You Only Need a Bit of Luck To Win MTVs Are You the One?

Introduction

Are You the One? is an MTV reality show in which a cast of single women and single men try to discover their "perfect" opposite-sex matches within the cast and earn money for doing so. MTV claims to use an extensive match-making process to determine which couples are "perfectly" matched, and the cast has 10 episodes for the cast to discover all of these (designated "perfect") matches.

During each episode, there are two events when the cast learns information about the matches. MTV calls these events a truth booth and a matching ceremony. If the cast is able to use these events to find all of the perfect matches, they head home with their shares of $1 million; otherwise, they leave alone and empty-handed.

MTV aired seven seasons of Are You the One? between the beginning of 2014 and the end of 2018, and they plan to air an eighth season in 2019. Each of the first four seasons of Are You the One? featured a cast of 10 couples. After viewing these seasons, we were surprised by the 100% success rate of each cast because they did not appear to use any strategy to discover the matches. In fact, of the first seven seasons, season five was the only one in which the cast failed to determine all of the perfect matches and win money.

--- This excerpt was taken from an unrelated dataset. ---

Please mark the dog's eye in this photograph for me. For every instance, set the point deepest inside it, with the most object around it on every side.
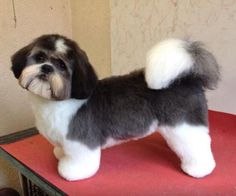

In modeling the show, we find that even the most basic approach results in determining all 10 matches approximately 90% of the time, and that finding them 100% of the time just requires a few lucky guesses along the way. We model the show as an n-couple game with n rounds (shown in n TV episodes), and we develop three algorithms to pair the cast:

• The first takes a na®ƒ±ve approach, randomly choosing (from cast members remaining in play) pairings for each truth booth and matching ceremony.
• The second improves on the first version by choosing (from cast members remaining in play) a pairing for each truth booth that has the greatest probability of being a perfect match.
• The third incorporates the improvement from the second version and additionally, at each matching ceremony, calculates all possible outcomes for that ceremony using the cast members remaining in play. It then randomly chooses, for the matching ceremony, pairings that remove the maximum number of couples from play.

We find that each algorithm can win a very high percentage of games for n = 2, 3, . . . , 10 couples. Along the way, we obtain a number of combinatorial results that provide insight into the complexity of the game.